A juíza Shirley Aparecida de Souza Lobo Escobar, da 37ª Vara do Trabalho de São Paulo, julgou improcedente a ação civil pública que pedia o reconhecimento de vínculo empregatício entre o iFood e os entregadores que usam a plataforma, não reconhecendo o vínculo empregatício entre entregadores e o iFood. (veja a íntegra da decisão)
A discussão sobre do vínculo empregatício entre os usuários e essas plataformas é dos mais relevantes atualmente, dado que milhares de pessoas encontraram nelas a única forma de sobreviver numa economia em crise. No caso, a juíza da 37ª Vara do Trabalho de São Paulo julgou que os requisitos para caracterização de vínculo empregatício entre o iFood e os entregadores da plataforma eram inexistentes. Nesse sentido, afirmou que “as peculiaridades da forma de organização do trabalho que, de fato, é inovadora e somente possível por intermédio da tecnologia” e entendeu que os entregadores possuíam o “meio de produção”. Isto, por si, já inviabilizaria o vínculo entre empregado e empregador no entendimento da juíza. Na mesma dinâmica, destacou que “restou demonstrado que o trabalhador se coloca à disposição para trabalhar no dia que escolher trabalhar, iniciando e terminando a jornada no momento que decidir, escolhendo a entrega que quer fazer e escolhendo para qual aplicativo vai fazer, uma vez que pode se colocar à disposição, ao mesmo tempo, para quantos aplicativos desejar”.
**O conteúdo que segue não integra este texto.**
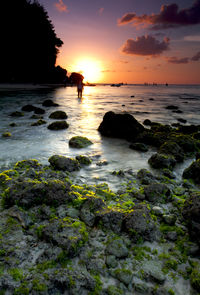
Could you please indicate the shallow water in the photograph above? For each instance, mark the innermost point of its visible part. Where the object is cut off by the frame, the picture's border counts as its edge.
(84, 117)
Para a sócia da BRG Advogados Adriana Barros, responsável pela área de Direito do Trabalho, a sentença foi “coerente com as novas modalidades de trabalho que imperam na economia atual e pode representar uma salutar mudança na Justiça do Trabalho”.
No entanto, Justiça do Trabalho de São Paulo apresenta jurisprudência distinta e contrastante sobre o assunto. Em dezembro de 2019, a juíza Lávia Lacerda Menendez, da 8ª Vara do Trabalho de São Paulo, julgou que existia, sim, vínculo empregatício entre os entregadores da Loggi e a empresa. A decisão de dezembro foi provocada por ação civil pública movida pelo Ministério Público do Trabalho e, além de determinar o reconhecimento de vínculo, também multou a empresa em R$ 30 milhões. No entendimento da juíza, ao contratar entregadores autônomos, a companhia “tirou direitos sociais mínimos” dos trabalhadores. A decisão foi suspensa no último dia 20 de dezembro pelo desembargador Sergio Pinto Martins, plantonista do Tribunal Regional do Trabalho (TRT-2).
A questão em torno do tema é tão global quanto a economia dos aplicativos. Em janeiro deste ano entrou em vigor uma lei na California que torna ilegal a economia informal (gig economy –ou economia do bico) no estado. A lei foi pensada, inicialmente, para regularizar a situação dos motoristas de aplicativo (Uber, Lyft, etc.). Contudo, acabou abarcando atividades de trabalhadores que atuam historicamente como freelancers, como jornalistas, escritores, fotógrafos, consultores, advogados, artistas e dançarinos. Tanto lá como aqui, o debate jurídico imposto pela economia dos aplicativos parece longe de acabar.
Para ilustrar, com o crescimento tímido da economia e o alto índice de desemprego, empresas como o iFood, Rappi, Uber e 99 se tornaram a principal fonte de renda de milhares de trabalhadores. Segundo dados da Pesquisa Nacional por Amostra de Domicílios (Pnad) do IBGE divulgada em dezembro do ano passado, o número de brasileiros que trabalha em veículos como os entregadores, motoristas de aplicativo, taxistas e motoristas e trocadores de ônibus, aumentou 29,2% em 2018 e chegou a 3,6 milhões.
Como afirmou a juíza ao citar o filósofo Heráclito — “Nada é permanente, exceto a mudança”.